Suppose $r$ is a set of attributes with probabilities while $p$ is a set of attributes without probabilities. For example, say that $r$ = {$a$:0.4, $b$:1.0} and $p$ = {$a$, $c$}. (Here, $a.prob = 0.4$ and $b.prob = 1.0$.) There are two possible worlds for $r$: {$a$, $b$} with probability 0.4*1 = 0.4 and {$b$} with probability (1-0.4)*1 = 0.6.
I would like to efficiently compute the following equation:
\displaystyle F(r,p) = \sum_{r' \in 2^r - \mathrm{\{\emptyset\}}} (\Pi_{a \in r'} a.c)(\Pi_{a \in r-r'} 1 - a.c)\frac{|W(r')\cap p|}{|W(r')|}
where W(r') strips off the probabilities from r' (e.g., $W$({$b$:1.0}) = {$b$}).

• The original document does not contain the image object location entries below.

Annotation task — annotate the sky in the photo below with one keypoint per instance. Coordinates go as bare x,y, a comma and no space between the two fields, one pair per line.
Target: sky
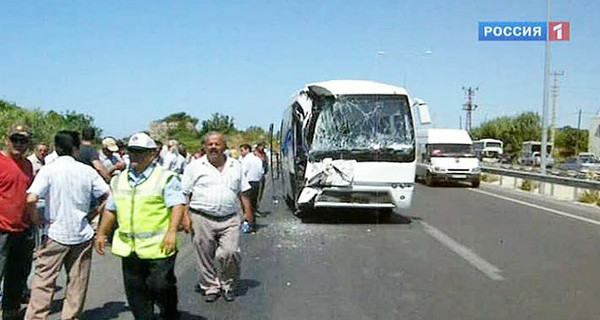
127,63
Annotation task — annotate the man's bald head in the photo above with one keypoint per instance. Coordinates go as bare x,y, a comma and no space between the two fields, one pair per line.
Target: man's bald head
215,145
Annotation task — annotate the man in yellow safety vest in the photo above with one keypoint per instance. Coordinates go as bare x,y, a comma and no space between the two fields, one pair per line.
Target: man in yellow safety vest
148,203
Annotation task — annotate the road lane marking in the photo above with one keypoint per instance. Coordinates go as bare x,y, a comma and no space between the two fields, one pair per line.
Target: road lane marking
490,270
557,212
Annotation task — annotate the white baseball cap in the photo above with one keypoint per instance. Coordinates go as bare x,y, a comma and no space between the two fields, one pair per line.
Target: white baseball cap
141,140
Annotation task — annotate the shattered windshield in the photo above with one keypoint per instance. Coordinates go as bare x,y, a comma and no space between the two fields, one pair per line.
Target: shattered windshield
451,150
365,124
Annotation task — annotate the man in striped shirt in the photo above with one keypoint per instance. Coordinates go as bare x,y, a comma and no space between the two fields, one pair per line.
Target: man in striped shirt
70,186
213,185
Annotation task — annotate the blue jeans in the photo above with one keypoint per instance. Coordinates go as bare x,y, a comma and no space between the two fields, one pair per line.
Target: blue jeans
16,253
149,282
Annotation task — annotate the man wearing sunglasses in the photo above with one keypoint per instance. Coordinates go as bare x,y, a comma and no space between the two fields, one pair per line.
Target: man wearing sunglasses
148,203
16,238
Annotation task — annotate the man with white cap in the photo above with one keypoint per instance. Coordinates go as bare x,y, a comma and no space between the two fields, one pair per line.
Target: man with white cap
148,203
16,238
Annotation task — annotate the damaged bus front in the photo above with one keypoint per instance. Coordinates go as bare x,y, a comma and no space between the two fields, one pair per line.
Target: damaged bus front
350,144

Hence, $F(r,p) = 0.4 * \frac 1 2 + 0.6 * 0 = 0.2.$
The above equation is clearly inefficient to compute because of the exponential size of the power set $2^r$. The approximation
\displaystyle F'(r,p) = \frac{\sum_{a \in r \cap p} a.prob}{\sum_{a \in r} a.prob}
does not seem accurate because F'(r,p) = 0.4 / 0.4+1 = 0.285 $\neq$ 0.2 = $F(r, p)$.
Is F' still an theoretically approximate result or is there some better way to efficiently compute $F$ (say in polynomial time)? What are the related math problems?